Alongside Inferentia, Amazon is raising the ceiling on training power through its Trainium3 UltraServers. At its re:Invent event, Amazon announced that the new system packs up to 144 Trainium3 chips built on a 3nm process. The company said this delivers up to 4.4x more compute performance and 4x better energy performance than Trainium2 UltraServers.
Customers such as Anthropic, Karakuri, Metagenomi, NetoAI, Ricoh and Splash Music are using Trainium chips to trim training and inference costs by up to 50%. Decart is running real time generative video four times faster and at half the price of GPU machines. Amazon Bedrock is already serving live workloads on Trainium3.

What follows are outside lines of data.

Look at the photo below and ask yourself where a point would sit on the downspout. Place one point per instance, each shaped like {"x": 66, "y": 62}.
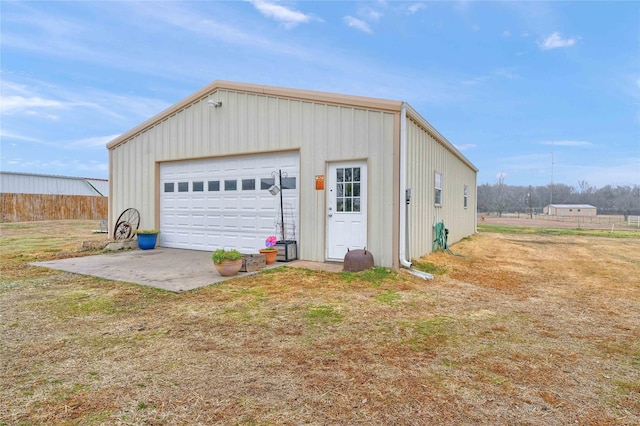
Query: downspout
{"x": 405, "y": 200}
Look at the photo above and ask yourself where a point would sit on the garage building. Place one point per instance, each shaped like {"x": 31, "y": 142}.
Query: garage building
{"x": 352, "y": 171}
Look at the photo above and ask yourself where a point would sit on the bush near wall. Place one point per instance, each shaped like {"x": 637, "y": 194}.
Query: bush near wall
{"x": 35, "y": 207}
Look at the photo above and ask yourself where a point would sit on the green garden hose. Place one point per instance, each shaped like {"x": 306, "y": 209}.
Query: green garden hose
{"x": 440, "y": 242}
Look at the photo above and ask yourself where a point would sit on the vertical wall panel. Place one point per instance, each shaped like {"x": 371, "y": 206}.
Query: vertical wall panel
{"x": 427, "y": 155}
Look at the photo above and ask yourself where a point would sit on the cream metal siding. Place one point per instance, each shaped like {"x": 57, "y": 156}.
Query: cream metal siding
{"x": 427, "y": 154}
{"x": 249, "y": 122}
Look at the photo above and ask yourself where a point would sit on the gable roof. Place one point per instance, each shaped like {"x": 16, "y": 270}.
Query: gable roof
{"x": 309, "y": 95}
{"x": 572, "y": 206}
{"x": 300, "y": 94}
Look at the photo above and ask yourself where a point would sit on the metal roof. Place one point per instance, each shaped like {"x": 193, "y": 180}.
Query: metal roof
{"x": 572, "y": 206}
{"x": 30, "y": 183}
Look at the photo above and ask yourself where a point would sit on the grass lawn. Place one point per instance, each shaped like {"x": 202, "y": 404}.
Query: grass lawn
{"x": 534, "y": 328}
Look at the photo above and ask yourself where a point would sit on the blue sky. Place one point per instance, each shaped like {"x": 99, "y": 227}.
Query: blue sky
{"x": 516, "y": 86}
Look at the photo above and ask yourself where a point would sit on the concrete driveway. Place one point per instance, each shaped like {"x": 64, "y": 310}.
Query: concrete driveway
{"x": 169, "y": 269}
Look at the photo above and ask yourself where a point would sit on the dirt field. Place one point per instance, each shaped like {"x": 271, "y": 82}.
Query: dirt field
{"x": 532, "y": 329}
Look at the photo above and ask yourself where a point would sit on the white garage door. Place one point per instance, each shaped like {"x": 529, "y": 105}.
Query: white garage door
{"x": 224, "y": 202}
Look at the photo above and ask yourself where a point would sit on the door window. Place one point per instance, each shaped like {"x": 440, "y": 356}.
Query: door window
{"x": 348, "y": 189}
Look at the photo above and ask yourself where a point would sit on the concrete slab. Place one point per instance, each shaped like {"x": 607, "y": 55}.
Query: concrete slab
{"x": 169, "y": 269}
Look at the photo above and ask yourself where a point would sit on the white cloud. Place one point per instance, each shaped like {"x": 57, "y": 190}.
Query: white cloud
{"x": 91, "y": 142}
{"x": 555, "y": 41}
{"x": 567, "y": 143}
{"x": 370, "y": 14}
{"x": 289, "y": 17}
{"x": 11, "y": 104}
{"x": 416, "y": 7}
{"x": 357, "y": 24}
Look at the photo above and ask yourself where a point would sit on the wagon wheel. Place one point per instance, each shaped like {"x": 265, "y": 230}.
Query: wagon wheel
{"x": 126, "y": 224}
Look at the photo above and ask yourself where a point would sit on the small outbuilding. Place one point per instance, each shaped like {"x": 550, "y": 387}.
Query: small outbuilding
{"x": 28, "y": 197}
{"x": 235, "y": 163}
{"x": 577, "y": 210}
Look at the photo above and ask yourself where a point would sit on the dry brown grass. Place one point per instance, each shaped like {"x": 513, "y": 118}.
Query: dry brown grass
{"x": 525, "y": 329}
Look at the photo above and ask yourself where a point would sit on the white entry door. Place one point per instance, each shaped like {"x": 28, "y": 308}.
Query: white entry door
{"x": 346, "y": 208}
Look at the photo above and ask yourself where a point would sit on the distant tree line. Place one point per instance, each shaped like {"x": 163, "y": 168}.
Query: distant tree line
{"x": 501, "y": 198}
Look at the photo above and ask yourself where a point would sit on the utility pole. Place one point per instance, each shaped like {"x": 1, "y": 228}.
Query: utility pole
{"x": 551, "y": 201}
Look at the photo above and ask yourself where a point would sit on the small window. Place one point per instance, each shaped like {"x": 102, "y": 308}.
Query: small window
{"x": 438, "y": 192}
{"x": 466, "y": 196}
{"x": 266, "y": 183}
{"x": 288, "y": 183}
{"x": 248, "y": 184}
{"x": 231, "y": 185}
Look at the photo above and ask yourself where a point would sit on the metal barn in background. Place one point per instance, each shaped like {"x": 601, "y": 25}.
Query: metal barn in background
{"x": 28, "y": 197}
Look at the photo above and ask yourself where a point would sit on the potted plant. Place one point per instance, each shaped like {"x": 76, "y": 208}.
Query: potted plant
{"x": 227, "y": 262}
{"x": 269, "y": 251}
{"x": 147, "y": 238}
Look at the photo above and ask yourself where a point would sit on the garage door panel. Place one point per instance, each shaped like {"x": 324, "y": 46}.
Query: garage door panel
{"x": 214, "y": 216}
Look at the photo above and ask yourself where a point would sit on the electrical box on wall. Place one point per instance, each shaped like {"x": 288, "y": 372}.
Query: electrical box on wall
{"x": 287, "y": 250}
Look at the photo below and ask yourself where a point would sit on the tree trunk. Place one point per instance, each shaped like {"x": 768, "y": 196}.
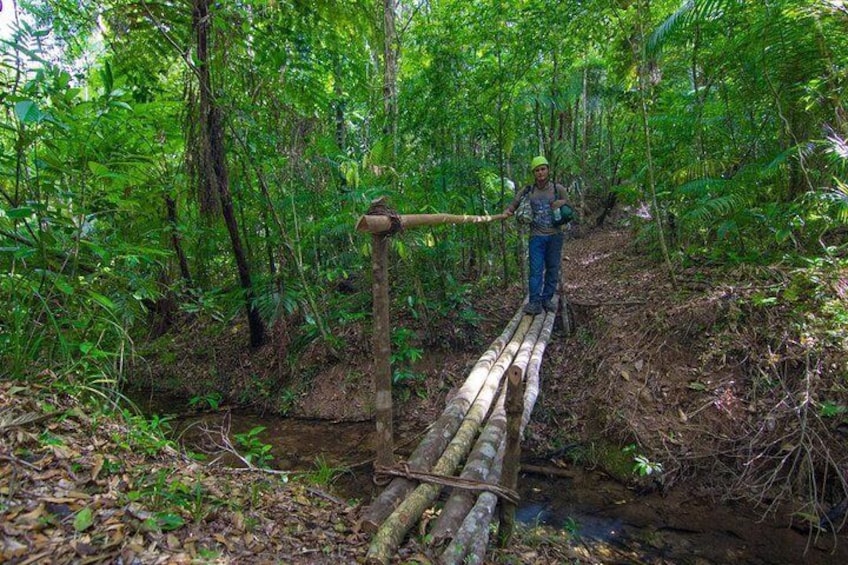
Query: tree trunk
{"x": 216, "y": 169}
{"x": 390, "y": 64}
{"x": 177, "y": 240}
{"x": 437, "y": 438}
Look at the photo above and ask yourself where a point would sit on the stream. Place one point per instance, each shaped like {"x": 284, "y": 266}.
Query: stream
{"x": 609, "y": 522}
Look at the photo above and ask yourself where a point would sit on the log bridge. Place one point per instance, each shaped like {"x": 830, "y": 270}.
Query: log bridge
{"x": 473, "y": 447}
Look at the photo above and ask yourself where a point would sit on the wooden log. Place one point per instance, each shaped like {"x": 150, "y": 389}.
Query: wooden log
{"x": 382, "y": 352}
{"x": 397, "y": 525}
{"x": 473, "y": 531}
{"x": 512, "y": 453}
{"x": 470, "y": 543}
{"x": 440, "y": 433}
{"x": 486, "y": 450}
{"x": 382, "y": 224}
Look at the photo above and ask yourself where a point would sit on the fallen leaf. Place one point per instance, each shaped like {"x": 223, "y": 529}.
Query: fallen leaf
{"x": 96, "y": 466}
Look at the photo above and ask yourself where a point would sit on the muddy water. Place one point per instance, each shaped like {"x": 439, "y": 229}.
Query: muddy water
{"x": 609, "y": 523}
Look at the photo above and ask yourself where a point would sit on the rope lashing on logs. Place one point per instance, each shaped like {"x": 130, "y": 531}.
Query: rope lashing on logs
{"x": 379, "y": 208}
{"x": 403, "y": 470}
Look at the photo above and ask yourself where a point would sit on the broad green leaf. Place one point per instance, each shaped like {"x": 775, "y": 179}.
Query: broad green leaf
{"x": 102, "y": 300}
{"x": 18, "y": 213}
{"x": 84, "y": 519}
{"x": 27, "y": 112}
{"x": 98, "y": 169}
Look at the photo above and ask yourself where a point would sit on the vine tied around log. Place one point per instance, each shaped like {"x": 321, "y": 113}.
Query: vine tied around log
{"x": 380, "y": 208}
{"x": 404, "y": 471}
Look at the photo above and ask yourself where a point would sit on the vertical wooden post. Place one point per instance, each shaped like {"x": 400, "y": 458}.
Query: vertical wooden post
{"x": 512, "y": 452}
{"x": 382, "y": 351}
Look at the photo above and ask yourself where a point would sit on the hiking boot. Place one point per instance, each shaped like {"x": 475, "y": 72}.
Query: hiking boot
{"x": 532, "y": 308}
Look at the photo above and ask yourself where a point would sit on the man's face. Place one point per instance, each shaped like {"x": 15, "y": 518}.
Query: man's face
{"x": 541, "y": 174}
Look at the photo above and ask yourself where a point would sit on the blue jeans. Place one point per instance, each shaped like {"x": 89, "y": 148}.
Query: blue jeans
{"x": 545, "y": 253}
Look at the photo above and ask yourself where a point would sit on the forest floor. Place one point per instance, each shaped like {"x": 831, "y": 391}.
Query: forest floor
{"x": 650, "y": 365}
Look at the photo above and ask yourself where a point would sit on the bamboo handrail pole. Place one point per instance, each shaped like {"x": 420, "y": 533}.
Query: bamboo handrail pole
{"x": 440, "y": 434}
{"x": 381, "y": 224}
{"x": 397, "y": 525}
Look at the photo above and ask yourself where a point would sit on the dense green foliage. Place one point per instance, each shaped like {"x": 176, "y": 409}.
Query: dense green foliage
{"x": 720, "y": 122}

Trainium3 also delivers 3x higher throughput per chip and produces 4x quicker response times. Amazon said these gains cut training times from months to weeks, which can bring new AI products to customers far sooner.
What Else Came From Amazon’s AI Announcements?
Amazon framed its AI chip progress as part of a larger push during re:Invent. The company set out new Nova models and opened Nova Forge, which gives customers access to model checkpoints so they can mix their own data with Amazon’s curated sets. Reddit and Hertz are already using these tools to speed up automation and development work.
It also introduced frontier agents built to work for hours or days without any input. These agents cover software development, security and DevOps tasks. Early users such as Commonwealth Bank of Australia and SmugMug have already used them to streamline work inside their teams.
The company also announced AWS AI Factories to bring Trainium chips, NVIDIA GPUs, and Bedrock services directly into customer data centres. HUMAIN in Saudi Arabia plans to build an “AI Zone” with up to 150,000 AI chips using this setup, which shows how far Amazon wants its hardware to reach.